We are currently in the process of evaluating dgraph as a possible reporting solution for a new product we are developing. With some basic tests it appears that dgraph performs roughly the same as a few other databases that we have used in the past. I have an idea as to how I can increase the performance in dgraph, but I wanted to know if this solution is something that is acceptable within dgraph or if there is possibly a better way of doing this. Apologies in advance for the verbiage I’m using. I’m still trying to learn the new terminology.
This is essentially what our base test was for all the databases we were considering.
We have 2 entities that matter, a ticket and a tag. For testing purposes I created duplicate datasets in each database consisting of 100,000 tickets, 1,000 tags, and between 0 and 10 associations per ticket to the tags. I’ve pseudo-coded the structures below:
Ticket {
id string
is_ticket string
created_at datetime
tags []Tag
}
Tag {
id string
is_tag string
name string
}
In dgraph I’m storing this in such a way that each ticket is its own node. It has an edge that points to n tags. What I’m interested in getting is a list of tags, and a count for each tag that is how many tickets have that tag. Here is the query I used:
{
q(func: has(is_tag)) {
name
count(~tag @filter(gt(created_at, "2017-01-01T00:00:00Z") AND lt(created_at, "2017-01-31T00:00:00Z")))
}
}
This gives me exactly what I’m looking for, but I’m calling it’s efficiency into question. Every tag is being pulled, and then every ticket connected to any of those tags are pulled and evaluated against which feels very inefficient. If I’m understanding how the database is handling this, the number of evaluations it’s doing is equal to the number of tags * the number of tickets.

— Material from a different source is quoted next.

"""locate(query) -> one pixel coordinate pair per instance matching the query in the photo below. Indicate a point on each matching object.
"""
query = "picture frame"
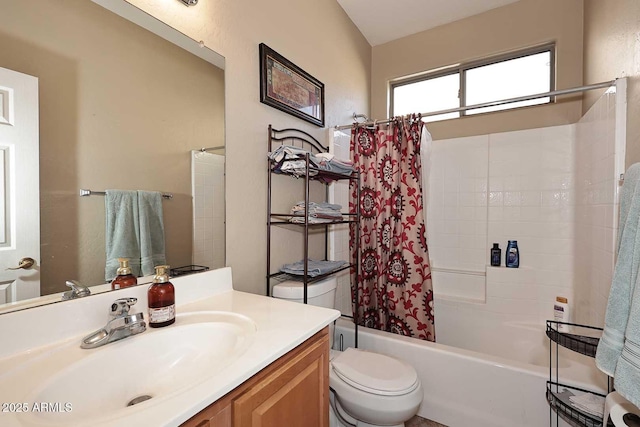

There is another entity which we will have to add in the future called organization that I think I may be able to increase the efficiency with. The new set of structures would look something like this:
Ticket {
id string
is_ticket string
organization_id string
created_at datetime
tags []Tag
}
Tag {
id string
is_tag string
organization_id string
name string
}
Organization {
id string
name string
}
So our average query would be something to the effect of grab all tickets for a particular organization, then grab it’s tags, then return the aggregates. This still puts a ton of on-the-fly filtering onto the database that I think may slow it down.
The actual questions
-
Is the a more efficient way of doing the query above?
-
Would it be better to add edges to the organization node which pre-grouped the ticket data. The organization structure with this grouping may look something like this:
Organization {
id string
name string
ticket_group TicketGroup
}
TicketGroup {
date date
tickets []Ticket
}
This way to get the same data set, we would find the organization. Then include the ticket_group edges that pertain to the date(s) that we are wanting. Then use the tickets associated to those groups for the actual query.
Some back-of-the-napkin math tells me that if we have X tickets per day and we are querying for Y days of data, then we would reduce the number of evaluations from X * Y down to Y.
If you need any other information or if I didn’t make sense at any (or all) point during this post let me know, and I’ll try to clarify it.